Stop Drawing Diagrams by Hand! Let drawio-mcp Build Them Instantly

What if every architecture review, every system design session, every infrastructure documentation sprint could happen without you touching a single shape tool? What if your AI assistant could generate production-ready diagrams while you describe them in plain English? Here's the painful truth: developers waste hours every week manually dragging boxes, aligning arrows, and hunting for the right AWS or Kubernetes icon in diagram editors. That friction kills momentum. It turns quick explanations into tedious design chores. But what if the loop between thinking and showing collapsed to seconds?

Enter drawio-mcp — the official Model Context Protocol server from the creators of draw.io themselves. This isn't a hacky wrapper or a community plugin. It's the real deal: a bridge between large language models and the world's most popular free diagram editor. Suddenly, your LLM doesn't just talk about systems — it visualizes them. Architecture diagrams, flowcharts, network topologies, UML sequences: generated, rendered, and editable without you lifting a finger. The secret weapon top engineering teams are quietly adopting? This is it. And in this guide, you'll learn exactly how to wield it.


What is drawio-mcp?

drawio-mcp is the official MCP (Model Context Protocol) server developed by JGraph, the team behind draw.io — the diagramming platform used by millions of developers, enterprises, and educators worldwide. Released as an open-source project at github.com/jgraph/drawio-mcp, it represents a fundamental shift in how AI assistants interact with visual content creation tools.

The Model Context Protocol, pioneered by Anthropic, defines a standardized way for AI applications to discover and invoke external tools. drawio-mcp implements this protocol specifically for diagram generation, effectively turning draw.io into a first-class citizen of the AI ecosystem. Instead of LLMs struggling to describe diagrams in text or generating broken images, they now produce native, editable draw.io content through structured tool calls.

Why is this trending right now? Three forces converged: the explosion of AI coding assistants (Claude, GitHub Copilot, Cursor), the standardization around MCP as the "USB-C for AI tools," and the persistent pain point that visual communication remains the last manual bottleneck in otherwise automated development workflows. Engineering teams at scale have realized that architecture decision records, runbooks, and onboarding docs all require diagrams — and those diagrams traditionally demand human hours. drawio-mcp collapses that requirement.

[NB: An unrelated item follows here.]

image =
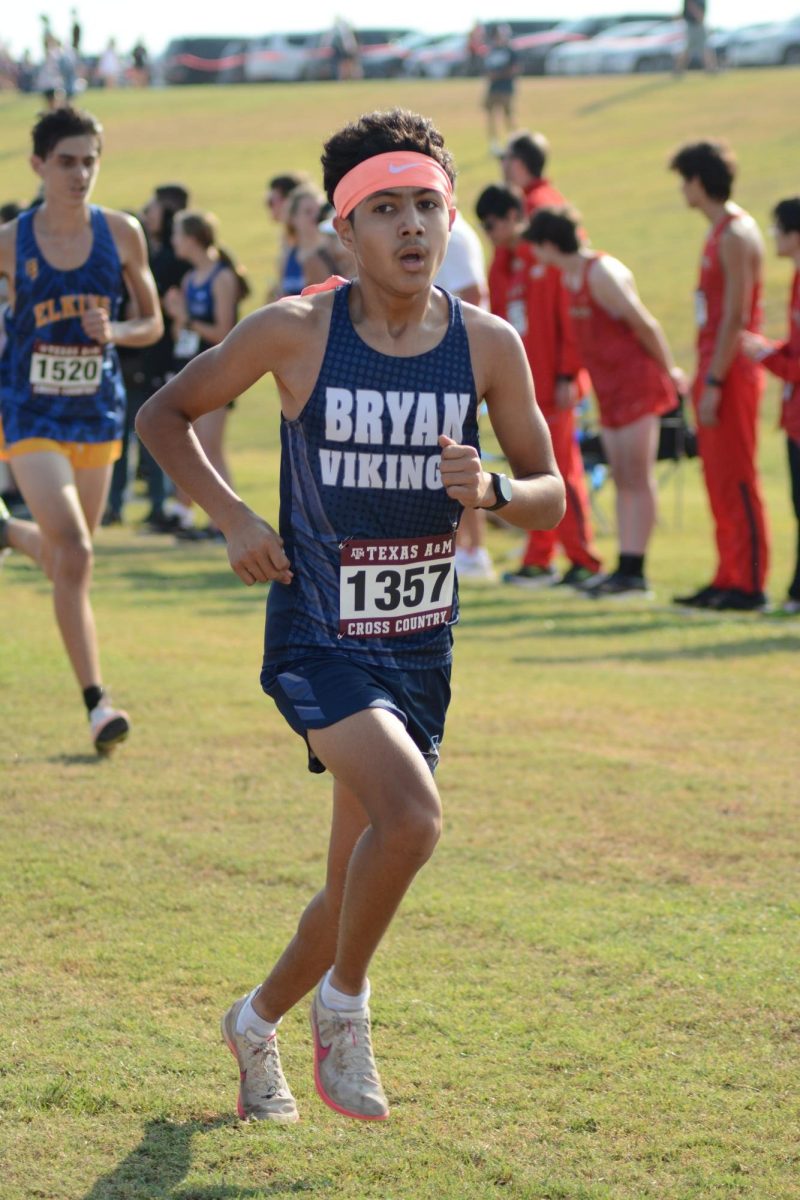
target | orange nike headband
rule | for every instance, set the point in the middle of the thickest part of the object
(384, 173)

The repository's significance extends beyond convenience. By providing four distinct integration patterns — from zero-install cloud rendering to local CLI workflows — JGraph has made this technology accessible regardless of your infrastructure constraints or security posture. Whether you're a solo developer on Claude.ai or an enterprise team with strict air-gapped requirements, there's a path for you.


Key Features That Make drawio-mcp Insane

Let's dissect what makes this tool genuinely powerful under the hood:

Inline Diagram Rendering via MCP Apps — The MCP App Server leverages the emerging MCP Apps extension to embed interactive diagrams directly in chat interfaces. No context switching. No browser tabs. The diagram lives where the conversation happens, complete with an "Open in draw.io" button for deeper editing. This transforms AI chat from text-only into a visual collaboration surface.

10,000+ Shape Search with Exact Style Strings — The search_shapes tool indexes every shape across all draw.io libraries: AWS, Azure, GCP, Kubernetes, Cisco, UML, BPMN, electrical, P&ID, and more. But here's the critical detail: it returns exact style strings ready for XML insertion. LLMs no longer guess at styling or produce broken shapes. They query, receive precise parameters, and generate valid diagrams programmatically.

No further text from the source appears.